The Survey provided services for those interested in geology and natural history for professional, scholarly and business reasons and for the general public. As a consequence, its headquarters at 541 Sussex Street included museum exhibits, a library, a mapping office and laboratories for preparing natural history specimens, analyzing geological materials, and drawing and copying maps. Its museum occupied all three floors of the George Street wing of the building, which was renovated several times, including with funds from the Survey’s founder, William Logan. The Sussex Drive section was rebuilt by a prominent local builder, Thomas Askwith, on its original footprint in 1881 by the Department of Public Works for Survey offices. The Survey, under the Direction of Dr. Alfred Selwyn from 1869 to 1894, remained at 541 Sussex Drive until 1911 when it moved to its new home, the Victoria Memorial Museum.
After the museum and the survey offices moved, 541 Sussex Street was renovated for the Department of Mines. In 1917 a laboratory was added on the east side of the George Street wing.
Source: Historic Sites and Monuments Board of Canada, Minute, December 1955.

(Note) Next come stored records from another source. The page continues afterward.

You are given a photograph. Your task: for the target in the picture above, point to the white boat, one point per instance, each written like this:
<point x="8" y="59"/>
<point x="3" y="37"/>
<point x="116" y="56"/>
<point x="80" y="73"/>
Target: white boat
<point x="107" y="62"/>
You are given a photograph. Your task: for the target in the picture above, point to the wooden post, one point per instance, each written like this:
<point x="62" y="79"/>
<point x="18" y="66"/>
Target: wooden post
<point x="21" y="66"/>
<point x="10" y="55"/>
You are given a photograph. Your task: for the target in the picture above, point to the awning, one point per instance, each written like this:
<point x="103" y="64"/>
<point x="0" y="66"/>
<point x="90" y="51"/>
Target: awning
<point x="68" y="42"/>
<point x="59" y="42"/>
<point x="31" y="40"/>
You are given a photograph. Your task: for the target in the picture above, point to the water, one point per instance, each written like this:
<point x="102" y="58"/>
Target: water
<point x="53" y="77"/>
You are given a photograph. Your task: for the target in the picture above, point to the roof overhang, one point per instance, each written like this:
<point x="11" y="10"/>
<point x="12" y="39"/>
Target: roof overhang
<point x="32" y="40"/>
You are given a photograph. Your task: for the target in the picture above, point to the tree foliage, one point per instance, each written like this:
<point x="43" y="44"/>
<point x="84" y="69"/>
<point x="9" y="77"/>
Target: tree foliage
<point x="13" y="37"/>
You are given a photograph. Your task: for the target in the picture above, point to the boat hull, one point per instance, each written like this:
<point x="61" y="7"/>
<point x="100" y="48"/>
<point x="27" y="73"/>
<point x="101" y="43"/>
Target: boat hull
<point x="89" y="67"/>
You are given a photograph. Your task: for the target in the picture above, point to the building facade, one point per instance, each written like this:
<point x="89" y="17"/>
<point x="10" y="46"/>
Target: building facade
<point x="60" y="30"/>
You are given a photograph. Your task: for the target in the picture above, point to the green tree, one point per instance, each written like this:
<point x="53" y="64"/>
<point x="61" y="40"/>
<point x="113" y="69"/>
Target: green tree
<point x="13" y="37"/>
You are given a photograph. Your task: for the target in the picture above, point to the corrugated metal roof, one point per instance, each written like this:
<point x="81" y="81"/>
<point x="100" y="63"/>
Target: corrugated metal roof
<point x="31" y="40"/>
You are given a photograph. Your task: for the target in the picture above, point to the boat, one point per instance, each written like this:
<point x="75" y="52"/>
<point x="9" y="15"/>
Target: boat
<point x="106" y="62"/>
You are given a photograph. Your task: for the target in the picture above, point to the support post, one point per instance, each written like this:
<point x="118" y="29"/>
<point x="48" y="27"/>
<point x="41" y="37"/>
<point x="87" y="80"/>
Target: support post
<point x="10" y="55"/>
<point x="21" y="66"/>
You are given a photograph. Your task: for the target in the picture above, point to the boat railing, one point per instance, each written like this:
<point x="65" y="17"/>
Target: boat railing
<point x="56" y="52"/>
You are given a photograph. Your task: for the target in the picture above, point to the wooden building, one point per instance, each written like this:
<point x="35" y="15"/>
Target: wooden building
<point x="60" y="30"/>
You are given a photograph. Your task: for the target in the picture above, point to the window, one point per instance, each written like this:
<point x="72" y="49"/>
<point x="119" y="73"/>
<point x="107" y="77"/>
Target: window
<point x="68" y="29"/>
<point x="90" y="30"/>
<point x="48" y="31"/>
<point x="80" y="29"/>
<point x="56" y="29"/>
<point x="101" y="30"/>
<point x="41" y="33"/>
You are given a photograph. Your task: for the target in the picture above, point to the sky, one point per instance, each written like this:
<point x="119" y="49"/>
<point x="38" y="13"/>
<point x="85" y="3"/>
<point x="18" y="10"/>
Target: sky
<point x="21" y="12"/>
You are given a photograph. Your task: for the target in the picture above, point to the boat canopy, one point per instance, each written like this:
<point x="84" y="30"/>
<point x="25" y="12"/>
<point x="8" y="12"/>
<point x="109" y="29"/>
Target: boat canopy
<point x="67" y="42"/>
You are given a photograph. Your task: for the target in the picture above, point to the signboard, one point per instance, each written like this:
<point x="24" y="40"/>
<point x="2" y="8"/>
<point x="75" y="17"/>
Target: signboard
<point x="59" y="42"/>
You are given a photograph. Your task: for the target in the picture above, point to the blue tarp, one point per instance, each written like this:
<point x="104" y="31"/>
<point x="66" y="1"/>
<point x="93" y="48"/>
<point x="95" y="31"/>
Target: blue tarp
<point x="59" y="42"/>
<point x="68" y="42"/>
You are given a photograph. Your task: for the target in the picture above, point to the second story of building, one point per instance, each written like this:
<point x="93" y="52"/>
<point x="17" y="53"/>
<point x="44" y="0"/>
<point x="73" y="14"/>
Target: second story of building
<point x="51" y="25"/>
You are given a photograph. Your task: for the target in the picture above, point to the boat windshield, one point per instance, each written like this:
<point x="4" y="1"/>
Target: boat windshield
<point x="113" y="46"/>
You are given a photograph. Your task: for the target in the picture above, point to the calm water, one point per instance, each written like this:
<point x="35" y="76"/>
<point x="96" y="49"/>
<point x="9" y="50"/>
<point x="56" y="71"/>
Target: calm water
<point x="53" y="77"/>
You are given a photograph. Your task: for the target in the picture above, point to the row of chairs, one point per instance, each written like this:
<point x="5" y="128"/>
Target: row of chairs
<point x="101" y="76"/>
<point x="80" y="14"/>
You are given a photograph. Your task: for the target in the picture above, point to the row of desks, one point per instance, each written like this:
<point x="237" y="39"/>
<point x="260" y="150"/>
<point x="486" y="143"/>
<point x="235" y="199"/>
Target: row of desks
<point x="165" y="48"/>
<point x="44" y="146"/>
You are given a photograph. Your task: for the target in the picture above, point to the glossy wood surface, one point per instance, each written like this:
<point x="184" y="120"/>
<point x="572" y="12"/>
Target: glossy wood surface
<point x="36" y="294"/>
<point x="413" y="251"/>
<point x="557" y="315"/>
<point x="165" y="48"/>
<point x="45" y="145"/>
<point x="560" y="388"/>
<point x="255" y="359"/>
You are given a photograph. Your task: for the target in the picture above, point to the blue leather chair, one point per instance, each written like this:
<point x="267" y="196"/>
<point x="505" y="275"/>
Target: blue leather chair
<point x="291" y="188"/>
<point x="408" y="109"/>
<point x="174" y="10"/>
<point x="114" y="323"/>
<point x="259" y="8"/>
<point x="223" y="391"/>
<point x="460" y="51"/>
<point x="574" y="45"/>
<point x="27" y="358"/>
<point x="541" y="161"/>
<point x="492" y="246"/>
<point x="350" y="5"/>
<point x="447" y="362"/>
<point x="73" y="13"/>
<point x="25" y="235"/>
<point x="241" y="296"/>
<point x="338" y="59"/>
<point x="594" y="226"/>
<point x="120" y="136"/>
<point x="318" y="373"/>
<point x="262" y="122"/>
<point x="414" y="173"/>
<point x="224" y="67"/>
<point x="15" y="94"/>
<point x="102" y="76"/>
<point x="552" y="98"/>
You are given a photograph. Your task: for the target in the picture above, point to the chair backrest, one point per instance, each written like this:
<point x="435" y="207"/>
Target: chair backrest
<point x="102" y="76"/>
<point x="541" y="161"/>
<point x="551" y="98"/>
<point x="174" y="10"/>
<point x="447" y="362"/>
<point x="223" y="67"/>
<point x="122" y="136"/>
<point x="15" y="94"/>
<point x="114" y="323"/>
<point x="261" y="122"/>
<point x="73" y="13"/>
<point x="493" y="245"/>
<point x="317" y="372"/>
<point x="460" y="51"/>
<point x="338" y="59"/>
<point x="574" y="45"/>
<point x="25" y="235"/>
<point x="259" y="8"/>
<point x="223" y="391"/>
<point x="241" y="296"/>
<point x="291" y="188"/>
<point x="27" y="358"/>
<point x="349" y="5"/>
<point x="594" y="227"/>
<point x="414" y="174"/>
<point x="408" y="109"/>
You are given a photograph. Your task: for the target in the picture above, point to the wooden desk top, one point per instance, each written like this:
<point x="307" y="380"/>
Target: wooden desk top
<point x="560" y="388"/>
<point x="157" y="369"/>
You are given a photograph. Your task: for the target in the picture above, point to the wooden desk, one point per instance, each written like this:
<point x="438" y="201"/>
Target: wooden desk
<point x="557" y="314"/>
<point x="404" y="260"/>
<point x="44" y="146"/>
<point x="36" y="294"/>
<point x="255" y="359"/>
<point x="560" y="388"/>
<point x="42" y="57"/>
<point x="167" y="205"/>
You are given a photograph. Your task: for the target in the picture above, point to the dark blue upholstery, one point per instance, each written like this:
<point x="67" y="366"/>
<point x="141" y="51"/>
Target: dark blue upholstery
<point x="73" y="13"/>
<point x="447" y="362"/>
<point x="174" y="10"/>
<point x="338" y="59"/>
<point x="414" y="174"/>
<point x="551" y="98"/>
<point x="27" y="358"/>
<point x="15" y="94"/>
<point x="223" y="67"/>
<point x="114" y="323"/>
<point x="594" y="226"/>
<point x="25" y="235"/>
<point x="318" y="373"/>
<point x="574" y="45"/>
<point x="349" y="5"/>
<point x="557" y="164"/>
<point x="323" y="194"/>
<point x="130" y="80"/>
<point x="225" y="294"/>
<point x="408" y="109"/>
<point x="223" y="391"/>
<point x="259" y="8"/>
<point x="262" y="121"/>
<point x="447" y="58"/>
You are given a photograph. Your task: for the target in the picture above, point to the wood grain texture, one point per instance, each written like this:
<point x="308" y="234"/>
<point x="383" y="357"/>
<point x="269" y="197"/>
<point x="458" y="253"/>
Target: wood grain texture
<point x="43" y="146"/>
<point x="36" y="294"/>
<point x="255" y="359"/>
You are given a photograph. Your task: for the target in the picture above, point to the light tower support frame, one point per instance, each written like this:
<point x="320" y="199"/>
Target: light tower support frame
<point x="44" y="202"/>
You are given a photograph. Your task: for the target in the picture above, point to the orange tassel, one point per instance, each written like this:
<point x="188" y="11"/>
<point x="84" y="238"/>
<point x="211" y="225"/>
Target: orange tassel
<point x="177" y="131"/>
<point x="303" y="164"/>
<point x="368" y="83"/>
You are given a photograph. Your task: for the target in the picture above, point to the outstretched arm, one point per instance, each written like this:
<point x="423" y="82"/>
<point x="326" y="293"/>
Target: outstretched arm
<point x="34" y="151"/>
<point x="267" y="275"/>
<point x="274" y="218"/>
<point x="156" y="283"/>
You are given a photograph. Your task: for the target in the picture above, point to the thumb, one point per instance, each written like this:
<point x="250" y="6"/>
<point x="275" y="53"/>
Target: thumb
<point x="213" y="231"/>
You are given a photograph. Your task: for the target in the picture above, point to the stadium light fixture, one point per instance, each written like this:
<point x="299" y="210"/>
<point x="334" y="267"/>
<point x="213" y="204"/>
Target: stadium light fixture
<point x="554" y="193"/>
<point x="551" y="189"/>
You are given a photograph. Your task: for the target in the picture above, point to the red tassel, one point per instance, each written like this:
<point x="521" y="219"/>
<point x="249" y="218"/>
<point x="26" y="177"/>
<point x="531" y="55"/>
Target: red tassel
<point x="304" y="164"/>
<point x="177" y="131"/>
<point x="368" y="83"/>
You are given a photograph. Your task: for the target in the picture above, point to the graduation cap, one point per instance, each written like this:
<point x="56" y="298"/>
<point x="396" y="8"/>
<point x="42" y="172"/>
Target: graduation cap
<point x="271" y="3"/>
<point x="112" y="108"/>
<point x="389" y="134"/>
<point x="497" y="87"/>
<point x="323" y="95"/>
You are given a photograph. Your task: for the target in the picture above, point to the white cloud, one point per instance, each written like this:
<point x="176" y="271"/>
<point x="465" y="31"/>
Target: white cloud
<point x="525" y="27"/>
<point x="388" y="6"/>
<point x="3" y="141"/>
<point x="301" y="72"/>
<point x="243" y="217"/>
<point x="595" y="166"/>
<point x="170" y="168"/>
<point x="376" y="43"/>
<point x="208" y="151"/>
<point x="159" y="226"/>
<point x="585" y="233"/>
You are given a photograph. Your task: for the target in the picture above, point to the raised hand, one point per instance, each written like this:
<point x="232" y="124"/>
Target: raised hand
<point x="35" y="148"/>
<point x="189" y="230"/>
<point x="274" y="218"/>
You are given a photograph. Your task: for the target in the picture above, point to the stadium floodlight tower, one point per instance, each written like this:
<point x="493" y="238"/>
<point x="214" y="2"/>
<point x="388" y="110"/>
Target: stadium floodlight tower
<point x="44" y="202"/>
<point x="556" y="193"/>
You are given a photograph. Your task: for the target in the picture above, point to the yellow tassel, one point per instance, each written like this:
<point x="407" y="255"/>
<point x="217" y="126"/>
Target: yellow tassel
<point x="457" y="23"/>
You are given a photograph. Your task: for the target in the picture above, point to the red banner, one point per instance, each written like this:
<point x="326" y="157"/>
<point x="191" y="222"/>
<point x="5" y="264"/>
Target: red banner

Character-Defining Elements
Key elements which relate to the heritage value of the Former Geological Survey of Canada Building include:
-Its location in the oldest commercial area of Ottawa on the corner of Sussex Drive;
-Its siting, flush to the sidewalks;
-elements that testify to its commercial origins, including its organization around an interior courtyard, its slight setback from Sussex Drive due to its construction on the footprint of an earlier structure, the clear distinction between the formal treatment on the street elevations and the informal treatment on the elevations facing the interior courtyard;
-elements associated with vernacular examples of classicism for commercial buildings of the period, including the regular placement of openings, its modest classically inspired ornamentation including semi-arched window lintels, keystones, broad stone stringcourses, stone quoins;
-elements that relate to the renovation of the structure for government purposes, including the consistency in the treatment of the George Street elevation across the two parts older parts of the building, the continuation of limestone masonry for all cladding and trim, including the one-and-a-half-storey laboratory extension, and the stone construction of the extension;
-elements associated with its use as a museum, including the symmetrical rows of large, rectangular windows along the north and south elevations of its George Street wing, its use of double-hung sash windows, and surviving finishes dating from the building’s use as a museum;
-elements that articulate its construction in three parts, including the use of a hipped roof on the Sussex Street section and a gabled roof on the George Street wing and the distinctive, round-arched window treatment of the laboratory extension;
- its relationship to the interior courtyard and to the building on the north side of the courtyard that served as the stable for the hotel.